For its 60th birthday, Rosen had written a poem called ‘These are the hands’ which celebrated the hard work and team effort of all those who work in the NHS. He could not have known then that, 12 years later, he would be in such need of it himself and his poem was reissued in a musical version while he, the medical staff and his family were fighting for his life in May.

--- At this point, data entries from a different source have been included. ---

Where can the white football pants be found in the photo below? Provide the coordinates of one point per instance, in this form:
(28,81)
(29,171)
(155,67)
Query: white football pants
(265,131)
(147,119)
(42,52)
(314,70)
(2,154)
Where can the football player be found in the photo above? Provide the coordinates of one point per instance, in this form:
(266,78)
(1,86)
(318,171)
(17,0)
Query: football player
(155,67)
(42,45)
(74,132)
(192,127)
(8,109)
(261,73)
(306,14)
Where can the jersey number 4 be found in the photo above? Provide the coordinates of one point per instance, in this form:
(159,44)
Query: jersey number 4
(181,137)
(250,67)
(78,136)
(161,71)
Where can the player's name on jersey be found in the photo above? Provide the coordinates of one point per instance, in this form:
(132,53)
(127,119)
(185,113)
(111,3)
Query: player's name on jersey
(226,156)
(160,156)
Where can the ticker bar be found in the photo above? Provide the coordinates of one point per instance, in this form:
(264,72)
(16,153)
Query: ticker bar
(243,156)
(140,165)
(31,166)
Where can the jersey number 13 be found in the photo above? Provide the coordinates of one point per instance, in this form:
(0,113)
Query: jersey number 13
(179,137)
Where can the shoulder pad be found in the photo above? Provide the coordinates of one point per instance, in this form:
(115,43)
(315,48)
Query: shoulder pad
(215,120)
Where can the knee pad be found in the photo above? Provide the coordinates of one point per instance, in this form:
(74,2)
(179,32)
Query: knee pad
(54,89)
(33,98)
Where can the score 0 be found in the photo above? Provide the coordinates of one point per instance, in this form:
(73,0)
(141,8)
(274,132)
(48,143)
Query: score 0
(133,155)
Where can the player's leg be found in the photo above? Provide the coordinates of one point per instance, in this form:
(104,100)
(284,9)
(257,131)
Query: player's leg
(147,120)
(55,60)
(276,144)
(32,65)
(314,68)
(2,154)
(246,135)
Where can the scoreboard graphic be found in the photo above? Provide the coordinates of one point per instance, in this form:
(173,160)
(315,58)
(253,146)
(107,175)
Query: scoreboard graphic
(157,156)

That can be found on YouTube but the original follows, as a tribute to the NHS staff, carers and key workers as well as all those who help others bear whatever burdens they face or who have much to handle today.

Today – virtually, or from a social distance! – can you give or receive a helping hand, so that a burden can be eased and hope renewed?

With my prayers,


These are the hands

These are the hands

That touch us first

Feel your head

Find the pulse

And make your bed.

These are the hands

That tap your back

Test the skin

Hold your arm

Wheel the bin

Change the bulb

Fix the drip

Pour the jug

Replace your hip.

These are the hands

That fill the bath

Mop the floor

Flick the switch

Soothe the sore

Burn the swabs

Give us a jab

Throw out sharps

Design the lab.

And these are the hands

That stop the leaks

Empty the pan

Wipe the pipes

Carry the can

Clamp the veins

Make the cast

Log the dose

And touch us last.

Michael Rosen.

The Diocesan Prayer for the week

Ever-present God;

In all the difficulties we encounter, the joys we experience, or the pains we bear,

show us how we can learn and grow through every situation.

We pray that we may not lose heart,

nor forget the treasures we can find even in the hardest times.

For this world that we pass through is the one you love;

and in your love, nothing is lost or wasted. Amen.